Don’t let them claim they are leaving middle seats empty. They aren’t. Every flight I was on was packed. Only first class leaves a seat open, but they still fill seats in rows, so you are never more than 3 feet away from another breathing human being.
The Delta Sky Lounges are similarly inconsistent. Considering jumping to American for my travel needs seeing at how poorly Delta considers its customer base.
“I typically request two breakfasts when I fly”
Not just breakfasts lol
My god, carb overload.
Matthew I’m rather confused. I just last week flew American air First class LAS to MIA and was served a bag with water, a cookie and sanitizer. Who is getting this great food? It wasn’t anyone in first class on a 4.5 hour flight LAS-MIA
Hi Teresa, currently AA serves full meals only on LAX-MIA plus LAX/SFO-JFK.
However, you should have been offered a cheese plate or sandwich on your LAS-MIA flight.
Alright Matthew, which is it, tapeworm or hollow leg ? I mean that purely in a friendly teasing sense of “an unusual capacity for eating whatever one likes without apparent concern for weight”. I get hungry and seem to gain 2 pounds just from reading some of your blog entries. You should enjoy it while you can, seems that most people get to an age or point in time when they have to be much more careful about their diet or risk gaining undesired unhealthy weight.
Believe it or not, when I am home I *usually* eat very healthy. Egg whites. Nonfat yogurt. Lean meat. Fish. Very few carbs. So I do tend to splurge a bit when in the air. Yes, my metabolism has not slowed down yet and for that I am thankful. I also park a mile away from LAX airport so that I can burn off calories before and after my trip (tough I usually treat myself to In-N-Out Burger as well). But will enjoy it while I can and I am trying to train myself to resist these splurges even in the air, because I know my body will thank me one day.
I’d find it hard to choose between either breakfasts of the respective carriers. Here in Australia, only Qantas 9as a full service carrier) offer a decent breakfast, but nothing as delicious as these meals! Virgin Australia is scaling down their food offerings, because they’re now marketing themselves as a “mid-market” carrier, which means you’d be lucky to get some cereal with a little fruit It’s a battlefield here in Oz…
Once again the airlines pander to the carnivores via all manner of hot treats, but assign borderline freak-food to vegetarians/vegans ( coconut chia oatmeal); half the world’s population eat hot plant-based food, and thrive on it, but it seems beyond the capability of these airlines to recognise this fact , and respond with decent food for them.
Folks, the days of “good airline food” are gone. They were actually gone well before the pandemic, but REALLY died during the pandemic (and, no, the SARS-CoV-2 virus wasn’t the cause of the demise of good airline food).

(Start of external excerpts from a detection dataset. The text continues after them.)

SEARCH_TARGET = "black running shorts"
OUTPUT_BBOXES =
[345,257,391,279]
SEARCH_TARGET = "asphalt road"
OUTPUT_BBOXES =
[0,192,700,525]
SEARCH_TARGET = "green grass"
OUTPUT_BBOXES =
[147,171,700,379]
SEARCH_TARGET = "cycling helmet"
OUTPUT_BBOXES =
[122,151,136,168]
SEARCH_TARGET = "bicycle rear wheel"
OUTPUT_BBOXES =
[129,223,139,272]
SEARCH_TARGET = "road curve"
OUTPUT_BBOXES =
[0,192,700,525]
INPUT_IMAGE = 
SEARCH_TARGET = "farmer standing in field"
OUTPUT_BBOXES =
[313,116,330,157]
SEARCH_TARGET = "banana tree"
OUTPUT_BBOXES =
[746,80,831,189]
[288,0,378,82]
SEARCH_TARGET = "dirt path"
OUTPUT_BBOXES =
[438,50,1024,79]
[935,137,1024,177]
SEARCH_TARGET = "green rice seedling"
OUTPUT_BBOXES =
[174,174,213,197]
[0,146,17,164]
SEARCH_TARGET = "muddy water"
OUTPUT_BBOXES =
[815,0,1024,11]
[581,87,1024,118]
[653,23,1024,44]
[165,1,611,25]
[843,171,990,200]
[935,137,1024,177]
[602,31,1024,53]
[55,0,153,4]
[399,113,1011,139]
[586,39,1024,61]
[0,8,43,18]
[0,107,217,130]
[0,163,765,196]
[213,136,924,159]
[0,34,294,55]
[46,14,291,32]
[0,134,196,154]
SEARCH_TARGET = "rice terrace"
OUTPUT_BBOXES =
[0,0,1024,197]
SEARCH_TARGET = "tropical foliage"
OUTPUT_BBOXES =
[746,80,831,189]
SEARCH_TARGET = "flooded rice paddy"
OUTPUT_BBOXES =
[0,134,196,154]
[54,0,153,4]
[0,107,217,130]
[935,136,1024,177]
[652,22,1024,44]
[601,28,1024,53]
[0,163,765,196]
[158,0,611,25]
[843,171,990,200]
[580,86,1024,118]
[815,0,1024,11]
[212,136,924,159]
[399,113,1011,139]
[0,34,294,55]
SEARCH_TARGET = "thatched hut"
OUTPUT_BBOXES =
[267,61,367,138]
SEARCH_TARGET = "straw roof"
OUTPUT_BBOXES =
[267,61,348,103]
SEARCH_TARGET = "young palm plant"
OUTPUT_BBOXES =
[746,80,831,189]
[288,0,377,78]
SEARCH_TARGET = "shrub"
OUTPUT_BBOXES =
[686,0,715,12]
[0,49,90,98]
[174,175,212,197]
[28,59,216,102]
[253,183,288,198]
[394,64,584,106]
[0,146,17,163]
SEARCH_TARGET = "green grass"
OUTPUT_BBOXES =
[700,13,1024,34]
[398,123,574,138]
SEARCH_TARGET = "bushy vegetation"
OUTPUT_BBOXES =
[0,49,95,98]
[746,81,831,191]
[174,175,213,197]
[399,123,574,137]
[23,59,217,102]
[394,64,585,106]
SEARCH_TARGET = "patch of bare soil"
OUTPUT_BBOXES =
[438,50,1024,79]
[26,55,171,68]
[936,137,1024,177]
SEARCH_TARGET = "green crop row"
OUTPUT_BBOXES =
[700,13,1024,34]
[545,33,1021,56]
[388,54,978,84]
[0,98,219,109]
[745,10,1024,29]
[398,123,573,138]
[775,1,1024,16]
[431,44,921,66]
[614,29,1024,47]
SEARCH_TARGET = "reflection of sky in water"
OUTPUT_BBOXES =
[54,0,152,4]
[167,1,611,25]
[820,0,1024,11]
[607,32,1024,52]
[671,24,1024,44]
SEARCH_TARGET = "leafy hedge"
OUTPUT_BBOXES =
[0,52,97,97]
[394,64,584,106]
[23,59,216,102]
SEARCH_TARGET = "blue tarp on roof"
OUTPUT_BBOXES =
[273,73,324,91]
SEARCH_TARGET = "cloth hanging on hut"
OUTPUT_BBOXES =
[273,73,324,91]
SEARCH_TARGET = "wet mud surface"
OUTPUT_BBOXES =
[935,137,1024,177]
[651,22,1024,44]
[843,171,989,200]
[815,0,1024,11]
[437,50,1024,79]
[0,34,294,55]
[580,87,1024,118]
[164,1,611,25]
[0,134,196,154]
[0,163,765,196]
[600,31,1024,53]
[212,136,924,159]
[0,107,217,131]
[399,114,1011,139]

I have flown a lot of international travel over the past 8-10 years, and as much as possible, I flew foreign carriers. Most of the Asian carriers (such as EVA Air, Cathay Pacific, Asiana, Singapore, ANA, and several others, and some of the mid-East carriers like Qatar and Emirates) really had some delicious, beautifully presented food. Very elegant service with some great food. We’ll have to see in a year or so whether that resumes or is forever lost.
Domestic flights? Well, there is really no such thing as decent food. Actually, as noted above by many speakers, there really isn’t much food at all. Kind of sad.